Harcèlement : « Les écoles de journalisme doivent donner la possibilité à leurs étudiants de parler»

Canulars malveillants, sexisme et pressions… L’affaire de la Ligue du LOL a relancé le débat sur le harcèlement dans les écoles de journalisme. Nassira El Moaddem, journaliste et diplômée de l’École supérieure de journalisme de Lille (ESJ), insiste sur la nécessité de briser la spirale du silence.

La prépa égalité des chances présente chaque année un taux de réussite de 80 % selon Nassira El Moaddem. (Photo : Twitter : @NassiraELM)

Pensez-vous qu’une plus grande attention doit être portée à ce qu’il se passe entre les murs des écoles de journalisme ?

Nassira El Moaddem : Il faut prendre des pincettes et garder en tête que j’ai quitté l’ESJ il y a sept ans, en 2012. Je pense qu’il y avait à l’époque un vrai problème de domination d’un groupe sur le reste de la promotion. Un groupe de jeunes hommes encensés par la majorité, qui faisaient la pluie et le beau temps, distribuaient les bons et les mauvais points, et faisaient et défaisaient les réputations. Ils rendaient l’atmosphère toxique, de telle sorte que certaines personnes, notamment les étudiantes, dont certaines ont témoigné depuis, ont expliqué à quel point il leur devenait difficile de venir à l’école et ont fait en sorte de tirer un trait le plus vite possible sur leurs deux années d’études. On a tous travaillé très dur pour entrer à l’ESJ et ces années sont beaucoup de souffrance pour un certain nombre de personnes. Je pense qu’il faut que les écoles donnent la possibilité à leurs étudiants de parler, de mettre des mots sur leur situation et faire comprendre que les portes des encadrants sont réellement ouvertes. Par réellement ouvertes, j’entends par le temps et les moyens accordés, l’opportunité de pouvoir parler. Mais il faut que des systèmes d’écoute soient mis en place pour que les étudiants se sentent suffisamment en confiance pour raconter leurs difficultés et leurs souffrances.
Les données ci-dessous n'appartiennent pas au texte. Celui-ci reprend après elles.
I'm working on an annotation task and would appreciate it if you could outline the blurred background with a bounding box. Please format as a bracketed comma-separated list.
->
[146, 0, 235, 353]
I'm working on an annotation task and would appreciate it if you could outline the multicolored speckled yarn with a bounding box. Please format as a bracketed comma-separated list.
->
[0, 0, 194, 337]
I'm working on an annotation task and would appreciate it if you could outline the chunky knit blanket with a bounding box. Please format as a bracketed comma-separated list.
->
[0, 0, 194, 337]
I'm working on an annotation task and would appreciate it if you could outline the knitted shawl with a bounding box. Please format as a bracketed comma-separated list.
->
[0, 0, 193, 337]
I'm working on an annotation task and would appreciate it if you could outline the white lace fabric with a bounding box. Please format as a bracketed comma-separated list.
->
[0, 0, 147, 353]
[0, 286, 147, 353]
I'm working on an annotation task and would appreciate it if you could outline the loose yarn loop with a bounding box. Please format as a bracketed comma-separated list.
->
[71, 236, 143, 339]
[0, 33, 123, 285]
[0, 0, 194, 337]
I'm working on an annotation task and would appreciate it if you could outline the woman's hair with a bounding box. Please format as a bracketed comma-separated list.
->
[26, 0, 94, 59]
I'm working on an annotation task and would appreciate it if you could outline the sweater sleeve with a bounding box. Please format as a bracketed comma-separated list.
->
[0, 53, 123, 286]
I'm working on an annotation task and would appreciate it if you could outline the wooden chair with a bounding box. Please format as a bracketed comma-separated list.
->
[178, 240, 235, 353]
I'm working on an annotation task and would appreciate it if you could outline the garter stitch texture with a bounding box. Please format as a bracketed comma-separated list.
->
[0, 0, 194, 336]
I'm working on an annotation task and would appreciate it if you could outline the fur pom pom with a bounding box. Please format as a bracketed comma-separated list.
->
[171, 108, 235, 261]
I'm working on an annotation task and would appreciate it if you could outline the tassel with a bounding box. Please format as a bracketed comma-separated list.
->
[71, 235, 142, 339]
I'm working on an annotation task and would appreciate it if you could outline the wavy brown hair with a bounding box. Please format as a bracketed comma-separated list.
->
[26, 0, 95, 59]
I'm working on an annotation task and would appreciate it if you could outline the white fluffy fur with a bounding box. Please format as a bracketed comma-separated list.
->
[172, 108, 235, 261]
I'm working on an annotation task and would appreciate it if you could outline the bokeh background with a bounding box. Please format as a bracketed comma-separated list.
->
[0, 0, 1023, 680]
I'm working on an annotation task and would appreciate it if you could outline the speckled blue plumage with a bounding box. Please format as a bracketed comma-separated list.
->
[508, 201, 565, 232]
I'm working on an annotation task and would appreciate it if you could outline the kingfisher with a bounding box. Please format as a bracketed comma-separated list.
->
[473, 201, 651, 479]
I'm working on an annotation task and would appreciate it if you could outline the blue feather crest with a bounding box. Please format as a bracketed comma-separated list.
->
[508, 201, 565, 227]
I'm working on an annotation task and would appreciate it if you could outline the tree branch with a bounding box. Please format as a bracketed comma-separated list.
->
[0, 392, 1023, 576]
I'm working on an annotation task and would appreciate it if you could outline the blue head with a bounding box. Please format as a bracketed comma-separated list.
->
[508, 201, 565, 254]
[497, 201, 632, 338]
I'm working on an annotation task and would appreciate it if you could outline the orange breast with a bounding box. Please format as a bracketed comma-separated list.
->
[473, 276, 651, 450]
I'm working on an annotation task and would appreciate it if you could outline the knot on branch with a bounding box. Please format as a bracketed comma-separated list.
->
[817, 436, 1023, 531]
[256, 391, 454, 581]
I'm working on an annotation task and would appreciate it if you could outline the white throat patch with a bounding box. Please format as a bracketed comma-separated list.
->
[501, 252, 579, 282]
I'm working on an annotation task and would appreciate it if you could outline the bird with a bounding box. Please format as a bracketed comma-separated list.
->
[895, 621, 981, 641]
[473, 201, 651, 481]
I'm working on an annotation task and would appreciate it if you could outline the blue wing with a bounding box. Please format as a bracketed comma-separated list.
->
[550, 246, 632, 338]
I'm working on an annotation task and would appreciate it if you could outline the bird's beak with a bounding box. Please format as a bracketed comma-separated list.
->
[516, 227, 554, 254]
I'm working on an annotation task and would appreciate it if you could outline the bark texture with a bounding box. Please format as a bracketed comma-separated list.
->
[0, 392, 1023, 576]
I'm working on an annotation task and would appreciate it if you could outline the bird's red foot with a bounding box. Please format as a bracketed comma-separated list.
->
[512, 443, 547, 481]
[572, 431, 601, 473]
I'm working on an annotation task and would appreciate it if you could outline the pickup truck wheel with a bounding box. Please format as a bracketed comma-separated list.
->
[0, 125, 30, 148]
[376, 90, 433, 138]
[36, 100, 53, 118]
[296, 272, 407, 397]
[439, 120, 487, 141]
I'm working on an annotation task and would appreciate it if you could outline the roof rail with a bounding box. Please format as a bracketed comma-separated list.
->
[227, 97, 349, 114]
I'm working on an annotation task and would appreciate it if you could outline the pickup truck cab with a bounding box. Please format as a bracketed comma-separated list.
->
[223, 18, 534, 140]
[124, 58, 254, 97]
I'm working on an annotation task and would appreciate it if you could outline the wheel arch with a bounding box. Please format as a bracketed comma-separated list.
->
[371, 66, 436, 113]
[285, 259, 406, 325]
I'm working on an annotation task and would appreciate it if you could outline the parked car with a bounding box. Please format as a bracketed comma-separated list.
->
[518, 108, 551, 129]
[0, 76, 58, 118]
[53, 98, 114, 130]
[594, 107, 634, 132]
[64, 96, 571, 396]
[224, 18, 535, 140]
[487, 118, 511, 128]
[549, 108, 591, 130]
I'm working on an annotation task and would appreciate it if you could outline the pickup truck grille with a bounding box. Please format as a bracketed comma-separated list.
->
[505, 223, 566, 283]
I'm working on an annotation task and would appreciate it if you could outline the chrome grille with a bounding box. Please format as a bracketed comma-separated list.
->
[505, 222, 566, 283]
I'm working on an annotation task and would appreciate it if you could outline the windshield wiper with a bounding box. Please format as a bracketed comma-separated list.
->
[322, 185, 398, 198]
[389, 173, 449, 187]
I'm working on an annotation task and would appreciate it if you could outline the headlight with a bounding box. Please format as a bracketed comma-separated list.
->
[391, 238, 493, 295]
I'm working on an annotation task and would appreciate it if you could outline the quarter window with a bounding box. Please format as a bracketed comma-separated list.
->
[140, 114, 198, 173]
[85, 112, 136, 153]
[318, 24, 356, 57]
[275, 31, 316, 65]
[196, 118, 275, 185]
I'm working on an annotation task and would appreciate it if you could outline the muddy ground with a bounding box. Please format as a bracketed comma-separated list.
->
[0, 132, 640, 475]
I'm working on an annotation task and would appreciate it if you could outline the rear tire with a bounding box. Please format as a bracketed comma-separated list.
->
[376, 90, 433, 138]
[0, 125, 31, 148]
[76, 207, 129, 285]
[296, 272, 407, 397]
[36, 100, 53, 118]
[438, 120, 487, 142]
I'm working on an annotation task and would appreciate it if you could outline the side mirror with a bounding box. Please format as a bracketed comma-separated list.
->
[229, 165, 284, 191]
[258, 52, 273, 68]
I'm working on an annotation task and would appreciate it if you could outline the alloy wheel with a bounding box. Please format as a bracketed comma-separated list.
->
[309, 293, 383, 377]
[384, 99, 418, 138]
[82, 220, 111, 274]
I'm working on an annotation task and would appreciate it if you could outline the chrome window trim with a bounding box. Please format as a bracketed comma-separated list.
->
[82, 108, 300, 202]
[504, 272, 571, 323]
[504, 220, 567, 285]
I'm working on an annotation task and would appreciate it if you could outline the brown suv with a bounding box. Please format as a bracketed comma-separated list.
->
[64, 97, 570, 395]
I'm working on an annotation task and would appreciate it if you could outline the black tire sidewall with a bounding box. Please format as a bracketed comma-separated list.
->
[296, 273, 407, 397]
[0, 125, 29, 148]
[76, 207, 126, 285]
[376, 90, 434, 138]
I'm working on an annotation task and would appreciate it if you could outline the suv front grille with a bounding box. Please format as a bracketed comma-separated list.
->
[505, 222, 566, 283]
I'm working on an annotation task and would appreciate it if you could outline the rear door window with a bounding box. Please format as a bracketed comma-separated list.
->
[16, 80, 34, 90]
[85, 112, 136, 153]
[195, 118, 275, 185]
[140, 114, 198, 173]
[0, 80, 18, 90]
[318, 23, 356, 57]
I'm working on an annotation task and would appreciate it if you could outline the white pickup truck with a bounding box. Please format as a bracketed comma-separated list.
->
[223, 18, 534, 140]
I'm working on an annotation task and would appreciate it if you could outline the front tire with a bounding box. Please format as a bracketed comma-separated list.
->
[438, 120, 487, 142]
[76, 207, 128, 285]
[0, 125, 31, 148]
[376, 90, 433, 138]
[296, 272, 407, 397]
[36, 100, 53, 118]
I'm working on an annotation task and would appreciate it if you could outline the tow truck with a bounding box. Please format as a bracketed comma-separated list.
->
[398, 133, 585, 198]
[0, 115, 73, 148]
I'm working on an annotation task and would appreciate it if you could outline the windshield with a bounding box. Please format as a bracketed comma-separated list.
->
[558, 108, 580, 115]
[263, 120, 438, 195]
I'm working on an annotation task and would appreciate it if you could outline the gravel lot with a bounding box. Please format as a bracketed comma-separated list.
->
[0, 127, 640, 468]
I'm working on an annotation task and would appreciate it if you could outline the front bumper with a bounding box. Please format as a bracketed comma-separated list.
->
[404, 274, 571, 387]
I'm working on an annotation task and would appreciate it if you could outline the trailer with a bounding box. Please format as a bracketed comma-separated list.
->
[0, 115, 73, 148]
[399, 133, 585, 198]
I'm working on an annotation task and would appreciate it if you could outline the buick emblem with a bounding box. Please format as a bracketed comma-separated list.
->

En 2012, les conditions n’étaient donc pas réunies pour que les élèves de votre promotion expriment leurs souffrances ?

N. EM. : Au vu de ce que j’ai lu et écouté comme témoignages, souvent venus d’étudiantes, ça me semble encore très peu le cas dans les écoles et je pense que celles-ci doivent y travailler. Les écoles nourrissent et alimentent par ailleurs la notion de « réseaux d’anciens ». Mais encore faut-il vouloir en faire partie. Un réseau d’anciens s’entretient, et on peut ne plus avoir envie d’y appartenir après ce genre d’expérience. D’anciennes étudiantes m’ont dit être dégoûtées par cela, parce qu’elles n’ont jamais eu l’impression d’être considérées à leur juste valeur à l’école. Si ce n’était pas le cas pendant leurs études, pourquoi faire semblant d’appartenir à un réseau d’anciens auquel elles ne s’identifient pas ? Ces réseaux ont pourtant de nombreux avantages, notamment pratiques, mais aussi en tant que lieu de nombreux débats sur la profession. Ils devraient aussi jouer un rôle dans la valorisation de tous les profils, et assurer l’intégration pour ces étudiantes qui se sont senties délaissées, et abandonnées durant leurs études. Je pense que les écoles ont un vrai travail à faire là-dessus.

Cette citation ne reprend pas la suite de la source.